Will the commodities boom affect the LAC and African migration?

With the price of crude oil going up and the American economy’s woes reflected in the general weakness of the dollar, commodities has seen a huge boom. The price of most commodities has shot upwards, from oil and gas to agricultural commodities. As some of the largest exporters of commodities, the Latin American and African countries are experiencing a boom time with demand from China amongst other nations soaring. LAC produces 47% of the world’s soybean crop, over 40% of copper and around 10% of crude oil.

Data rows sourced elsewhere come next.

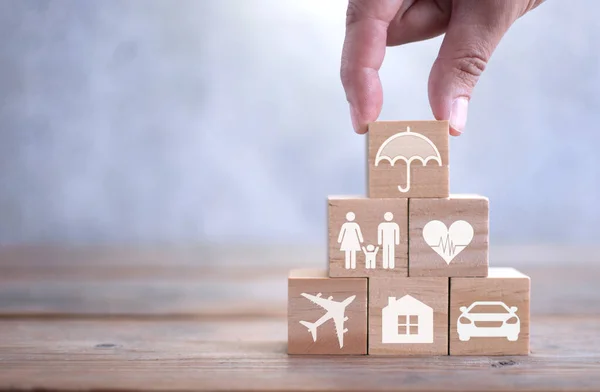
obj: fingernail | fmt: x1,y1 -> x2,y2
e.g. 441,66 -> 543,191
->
350,104 -> 360,133
449,97 -> 469,133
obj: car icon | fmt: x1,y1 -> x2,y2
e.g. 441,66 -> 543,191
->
456,301 -> 521,342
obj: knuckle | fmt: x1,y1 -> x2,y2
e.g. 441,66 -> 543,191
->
346,0 -> 367,25
454,52 -> 487,87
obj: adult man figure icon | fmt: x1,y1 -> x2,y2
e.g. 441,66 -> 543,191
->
377,212 -> 400,269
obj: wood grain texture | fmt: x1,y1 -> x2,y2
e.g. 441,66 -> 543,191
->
0,315 -> 600,391
0,245 -> 600,392
369,278 -> 448,356
288,270 -> 367,355
450,268 -> 528,355
328,197 -> 408,277
0,245 -> 600,318
367,121 -> 449,198
408,195 -> 489,276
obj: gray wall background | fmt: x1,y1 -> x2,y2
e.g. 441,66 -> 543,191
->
0,0 -> 600,245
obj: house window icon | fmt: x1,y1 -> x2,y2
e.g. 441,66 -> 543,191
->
381,295 -> 433,343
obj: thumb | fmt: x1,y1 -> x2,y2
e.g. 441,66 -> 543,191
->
429,0 -> 519,136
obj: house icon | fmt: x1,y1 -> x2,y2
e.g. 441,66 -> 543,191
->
381,295 -> 433,343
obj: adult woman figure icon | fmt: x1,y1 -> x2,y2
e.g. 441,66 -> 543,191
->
338,212 -> 363,269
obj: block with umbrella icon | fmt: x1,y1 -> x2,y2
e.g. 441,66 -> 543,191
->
288,121 -> 530,356
367,121 -> 449,198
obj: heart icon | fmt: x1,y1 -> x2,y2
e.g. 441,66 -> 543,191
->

A recent large find of oil and gas in Brazilian waters has further added to the region’s resource riches.

Rapid development in China has led the country to become the largest importer of many commodities, including soybean, cotton and copper. The food crisis has compounded the problem, with escalating prices causing many populous Asian nations like Thailand and India to suspend exports of food commodities like rice. Africa and the LAC are rich in natural resources and the question arises, will this boom be big enough to bring riches to the two regions and reduce migration?

The answer is probably no. Poverty reduction will depend on the proper management of the resources and allocation of funds. There is a need for infrastructure development for the appropriate exploitation of the resource, with the twin goals of generating income and progress for the public. The foreign financing required for development projects is often rejected by the resourcenationalist- based mentality of many LAC governments. Further, the success of development projects in the LAC region is notoriously low and to top it all, the potential for a case of the ‘resource curse’ exists in both the LAC and Africa.

The resource curse brings with it the tendency to spend all resource revenue on maximum exploitation of the resource and squandering of the monies. Civil strife and political disturbances can occur. Finally, the lack of transparency in commodities payments between these regions and China (or other developing nations) has social and economic implications that can destroy credibility in the region. These nations will also need to reduce their dependence on the commodities, by creating a robust economy through diversification of interests. This may be the single largest challenge of all.

There is another possibility as Developing Market Associates CEO and UK FATF member Leon Isaacs sums up, “I agree, migration will not stop as it will take a long time for the wealth from natural resources to feed its way through the emerging market economies. However, it may well be that people migrate to different places. There may be more intraregional migration to the areas that are exploiting their natural resources. Also, people may choose other countries to migrate to – the US may not be number one choice given the economic slowdown and migrants may well go elsewhere.”

With a potential Fed interest rate hike by Bernanke, the dollar may go up, crude oil may come down and eventually, commodities may start a downward trek as well. Isaacs asserts, “I don’t think that the dollar will appreciate for the time being. Commodity prices might stabilise but I do not foresee a big fall”. In either case, with commodities up or down, it is a long shot that these regions gain the wherewithal to reduce emigration.